The Plymouth Bay Cultural District is a vibrant geographic region that includes both the Plymouth waterfront and downtown areas.  In anticipation of the approaching celebration of the 400th anniversary of its founding in 2020, Plymouth established the District in 2014 to enhance and enrich the quality of life for residents and visitors alike by coordinating and supporting activities that promote arts and culture. 

The district is defined by dynamic artistic, musical, educational, and commercial opportunities as well as historic sites and parks.  It has long been recognized as a cultural tourism destination, attracting thousands who visit historical sites such as Pilgrim Hall Museum and Pilgrim Memorial State Park, as well as art and music venues including Memorial Hall, the Spire Center for Performing Arts, and the Plymouth Center for the Arts.  In addition, the District is home to an incredible variety of art galleries, shops featuring local and artisan goods, restaurants, and a rich array of group touring opportunities by foot, trolley, or on the water. 

Plymouth’s many annual festivals complement the existing cultural assets in the District. The annual America’s Hometown Thanksgiving Celebration Parade and Festival is held on streets adjacent to the District and at the State Park.  Other local celebrations include the First Saturday Downtown Plymouth, the Plymouth Philharmonic’s July 4th Outdoor Concert, the Downtown Plymouth Waterfront Festival, Project Arts Summer Concert Series, Plymouth Farmer’s Market, A Taste of Plymouth, and many more.  

There are several public parks and gardens available for strolling and picnicking, or simply enjoying the scenery at Brewster Gardens, Town Brook, and Pilgrim Memorial State Park.

Plymouth Bay Cultural District has partnered with the Massachusetts Cultural Council to earn its designation as a regional center for creative and performing arts and culture.  Whether you're planning an exciting night on the town, a family outing or spending time with friends, the Cultural District offers something for everyone!

What is a Cultural District?

A cultural district, as defined by the Massachusetts Cultural Council (MCC), is a geographic area containing a concentration of cultural facilities, activities and assets.  Because it is walkable, it is easily identifiable to visitors and residents and serves as a center of cultural, artistic and economic activity.

The Plymouth Bay Cultural District was named the 27th Cultural District in the Commonwealth on November 19, 2014.   As host to 123 originating cultural assets, it is the largest in the Commonwealth.

The Massachusetts Cultural Council (MCC) designates approved areas as cultural districts to help communities attract artists and cultural enterprises, encourage economic growth, expand tourism, preserve and reuse historic buildings, enhance property values, and foster local cultural development.

History of Plymouth Bay Cultural District:

Downtown Plymouth is teeming with local arts and culture.

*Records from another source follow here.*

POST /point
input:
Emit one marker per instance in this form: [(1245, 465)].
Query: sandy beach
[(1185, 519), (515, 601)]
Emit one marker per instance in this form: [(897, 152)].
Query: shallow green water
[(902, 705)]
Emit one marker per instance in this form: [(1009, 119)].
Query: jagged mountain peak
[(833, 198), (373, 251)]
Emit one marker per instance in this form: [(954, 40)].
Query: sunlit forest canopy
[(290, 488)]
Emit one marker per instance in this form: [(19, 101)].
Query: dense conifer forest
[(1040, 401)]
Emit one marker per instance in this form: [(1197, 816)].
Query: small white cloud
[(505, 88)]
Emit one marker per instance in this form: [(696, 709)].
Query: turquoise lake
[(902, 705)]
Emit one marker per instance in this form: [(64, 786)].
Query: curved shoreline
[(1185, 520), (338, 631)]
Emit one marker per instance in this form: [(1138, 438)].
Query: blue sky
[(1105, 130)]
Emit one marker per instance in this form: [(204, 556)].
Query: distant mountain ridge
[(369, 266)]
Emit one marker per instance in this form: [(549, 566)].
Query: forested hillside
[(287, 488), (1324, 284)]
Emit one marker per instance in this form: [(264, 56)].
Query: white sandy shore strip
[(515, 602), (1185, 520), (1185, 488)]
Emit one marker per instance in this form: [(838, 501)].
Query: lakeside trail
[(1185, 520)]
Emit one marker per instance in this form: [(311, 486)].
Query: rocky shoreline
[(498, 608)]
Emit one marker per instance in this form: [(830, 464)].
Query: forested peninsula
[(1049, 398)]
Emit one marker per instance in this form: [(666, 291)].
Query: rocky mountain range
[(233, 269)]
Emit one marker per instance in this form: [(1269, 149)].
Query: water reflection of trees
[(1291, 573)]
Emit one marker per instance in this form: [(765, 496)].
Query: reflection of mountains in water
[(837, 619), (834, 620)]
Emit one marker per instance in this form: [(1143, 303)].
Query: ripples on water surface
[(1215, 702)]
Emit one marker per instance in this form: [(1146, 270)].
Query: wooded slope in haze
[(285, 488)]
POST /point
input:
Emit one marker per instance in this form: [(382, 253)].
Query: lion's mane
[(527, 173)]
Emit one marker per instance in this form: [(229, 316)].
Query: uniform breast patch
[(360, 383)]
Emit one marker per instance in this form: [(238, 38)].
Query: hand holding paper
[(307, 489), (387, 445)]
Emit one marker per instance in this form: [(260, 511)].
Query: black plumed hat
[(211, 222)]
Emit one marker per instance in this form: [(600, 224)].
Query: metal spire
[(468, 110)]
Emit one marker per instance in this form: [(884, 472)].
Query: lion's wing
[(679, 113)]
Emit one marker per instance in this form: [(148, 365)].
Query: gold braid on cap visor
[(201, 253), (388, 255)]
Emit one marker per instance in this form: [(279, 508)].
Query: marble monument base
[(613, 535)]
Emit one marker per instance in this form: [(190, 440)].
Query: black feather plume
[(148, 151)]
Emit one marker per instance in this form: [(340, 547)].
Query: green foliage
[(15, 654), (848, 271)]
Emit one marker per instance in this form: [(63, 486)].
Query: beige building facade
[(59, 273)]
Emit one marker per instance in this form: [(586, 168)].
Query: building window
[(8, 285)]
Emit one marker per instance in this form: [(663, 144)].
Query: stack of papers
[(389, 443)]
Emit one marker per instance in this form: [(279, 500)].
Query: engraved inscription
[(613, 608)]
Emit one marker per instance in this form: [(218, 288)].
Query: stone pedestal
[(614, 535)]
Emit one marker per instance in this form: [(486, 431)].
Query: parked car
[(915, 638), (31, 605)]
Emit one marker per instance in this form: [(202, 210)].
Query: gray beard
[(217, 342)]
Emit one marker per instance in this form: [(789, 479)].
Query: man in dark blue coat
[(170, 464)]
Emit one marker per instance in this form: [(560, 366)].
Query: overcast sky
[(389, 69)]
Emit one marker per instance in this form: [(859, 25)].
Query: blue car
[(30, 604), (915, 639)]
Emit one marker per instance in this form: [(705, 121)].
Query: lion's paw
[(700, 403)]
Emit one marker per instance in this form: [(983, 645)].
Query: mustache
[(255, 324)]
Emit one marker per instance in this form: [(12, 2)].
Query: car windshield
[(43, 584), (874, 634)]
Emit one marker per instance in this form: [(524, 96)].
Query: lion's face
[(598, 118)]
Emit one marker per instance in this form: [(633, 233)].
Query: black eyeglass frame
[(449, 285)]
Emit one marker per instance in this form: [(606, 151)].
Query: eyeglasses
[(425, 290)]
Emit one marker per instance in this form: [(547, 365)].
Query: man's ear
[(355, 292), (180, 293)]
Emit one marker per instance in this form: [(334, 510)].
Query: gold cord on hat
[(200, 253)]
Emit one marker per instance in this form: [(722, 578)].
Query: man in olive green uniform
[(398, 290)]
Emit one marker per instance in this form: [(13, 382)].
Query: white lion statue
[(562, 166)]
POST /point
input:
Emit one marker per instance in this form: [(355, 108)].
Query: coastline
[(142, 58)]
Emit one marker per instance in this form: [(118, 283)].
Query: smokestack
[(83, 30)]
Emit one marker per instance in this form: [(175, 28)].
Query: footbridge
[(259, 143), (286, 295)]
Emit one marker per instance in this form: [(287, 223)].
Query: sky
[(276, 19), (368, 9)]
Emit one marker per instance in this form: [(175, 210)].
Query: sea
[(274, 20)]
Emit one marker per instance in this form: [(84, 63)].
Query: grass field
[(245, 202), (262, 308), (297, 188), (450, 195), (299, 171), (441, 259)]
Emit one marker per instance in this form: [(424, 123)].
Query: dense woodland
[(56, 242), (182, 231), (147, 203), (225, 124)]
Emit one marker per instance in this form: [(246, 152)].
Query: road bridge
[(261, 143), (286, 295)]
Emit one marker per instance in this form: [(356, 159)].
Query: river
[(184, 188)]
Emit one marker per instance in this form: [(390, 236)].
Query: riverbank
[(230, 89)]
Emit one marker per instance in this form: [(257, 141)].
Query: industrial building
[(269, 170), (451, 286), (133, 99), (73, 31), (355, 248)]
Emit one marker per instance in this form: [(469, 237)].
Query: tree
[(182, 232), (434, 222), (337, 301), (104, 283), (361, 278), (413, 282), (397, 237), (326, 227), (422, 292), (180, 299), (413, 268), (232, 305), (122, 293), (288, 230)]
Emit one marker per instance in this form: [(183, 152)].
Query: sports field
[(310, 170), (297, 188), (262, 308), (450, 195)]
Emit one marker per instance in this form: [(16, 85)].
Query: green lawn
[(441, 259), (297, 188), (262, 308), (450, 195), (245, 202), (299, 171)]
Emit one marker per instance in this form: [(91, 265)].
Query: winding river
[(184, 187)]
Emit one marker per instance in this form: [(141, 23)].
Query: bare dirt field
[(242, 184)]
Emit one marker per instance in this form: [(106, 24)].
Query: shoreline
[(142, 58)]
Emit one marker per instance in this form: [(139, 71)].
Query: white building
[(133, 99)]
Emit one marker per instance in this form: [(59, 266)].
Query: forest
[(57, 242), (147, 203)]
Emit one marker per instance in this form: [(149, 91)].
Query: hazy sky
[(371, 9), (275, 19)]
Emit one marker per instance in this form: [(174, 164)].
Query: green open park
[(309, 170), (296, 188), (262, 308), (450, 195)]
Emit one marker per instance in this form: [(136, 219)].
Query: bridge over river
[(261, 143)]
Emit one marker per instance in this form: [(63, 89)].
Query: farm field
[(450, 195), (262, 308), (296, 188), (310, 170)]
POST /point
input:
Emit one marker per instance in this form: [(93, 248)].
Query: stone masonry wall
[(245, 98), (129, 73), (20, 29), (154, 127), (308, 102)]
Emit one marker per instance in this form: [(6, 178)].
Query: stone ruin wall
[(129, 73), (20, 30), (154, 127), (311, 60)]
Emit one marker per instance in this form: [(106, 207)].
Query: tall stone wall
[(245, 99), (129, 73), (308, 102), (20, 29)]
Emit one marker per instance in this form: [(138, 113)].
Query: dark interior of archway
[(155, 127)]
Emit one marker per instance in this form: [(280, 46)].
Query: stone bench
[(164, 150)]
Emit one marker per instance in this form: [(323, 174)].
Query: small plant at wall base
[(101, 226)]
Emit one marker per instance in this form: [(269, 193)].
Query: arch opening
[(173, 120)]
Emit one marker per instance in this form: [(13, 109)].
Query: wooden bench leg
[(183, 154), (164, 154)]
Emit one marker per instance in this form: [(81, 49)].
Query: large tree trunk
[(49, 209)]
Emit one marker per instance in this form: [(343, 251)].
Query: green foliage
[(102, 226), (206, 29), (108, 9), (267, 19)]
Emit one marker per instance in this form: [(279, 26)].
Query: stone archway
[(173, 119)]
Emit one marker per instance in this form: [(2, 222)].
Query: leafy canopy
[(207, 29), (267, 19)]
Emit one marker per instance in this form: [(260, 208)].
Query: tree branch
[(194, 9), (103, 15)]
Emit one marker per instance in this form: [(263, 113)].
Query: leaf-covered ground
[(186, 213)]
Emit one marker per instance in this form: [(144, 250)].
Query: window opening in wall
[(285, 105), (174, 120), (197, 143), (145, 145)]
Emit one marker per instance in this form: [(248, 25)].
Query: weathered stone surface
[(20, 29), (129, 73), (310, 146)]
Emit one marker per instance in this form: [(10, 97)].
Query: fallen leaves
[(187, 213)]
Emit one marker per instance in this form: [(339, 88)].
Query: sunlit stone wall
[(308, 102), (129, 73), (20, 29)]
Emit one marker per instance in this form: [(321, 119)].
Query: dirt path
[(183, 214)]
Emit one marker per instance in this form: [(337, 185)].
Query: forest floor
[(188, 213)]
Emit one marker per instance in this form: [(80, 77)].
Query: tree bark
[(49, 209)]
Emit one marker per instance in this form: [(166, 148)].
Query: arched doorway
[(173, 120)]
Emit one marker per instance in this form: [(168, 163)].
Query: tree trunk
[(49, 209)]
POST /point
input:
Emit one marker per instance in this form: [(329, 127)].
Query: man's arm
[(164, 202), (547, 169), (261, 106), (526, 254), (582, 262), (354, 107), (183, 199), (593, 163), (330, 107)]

Whether it be a musical or theatrical performance at the Spire Center for the Performing Arts, the annual Summer Show at the Plymouth Center for the Arts, festival and free concerts on the waterfront, or the Captain John Whale Watches out of Plymouth Harbor, our cultural district offers over 100 cultural locations that visitors and locals can take advantage of year-round.

Famous for its rich history, Plymouth contains almost three dozen historical sites and attractions, such as the Mayflower II, the replica of the ship that arrived with the Pilgrims in 1620; Cole’s Hill, one of the nation’s first burial grounds; and the Richard Sparrow House, the oldest wood frame house in America, built in 1640.


The Plymouth Bay Cultural District is first and foremost, a vehicle for local businesses and organizations offering cultural activities and programs, to connect and partner with one another, encouraging visitors to take advantage of the many local cultural experiences available. The District links popular cultural destinations on the waterfront with Main Street, and all that lies between. District facilitated programs will help visitors learn about and explore Plymouth’s cultural assets.  An online calendar makes it easy to check on the time and location of events scheduled whether visiting for an afternoon, a day or overnight.

By striving to create strong working relationships among all its cultural members and to promote partnerships with commercial enterprises The Plymouth Bay Cultural District will enhance the local creative economy and benefit us all.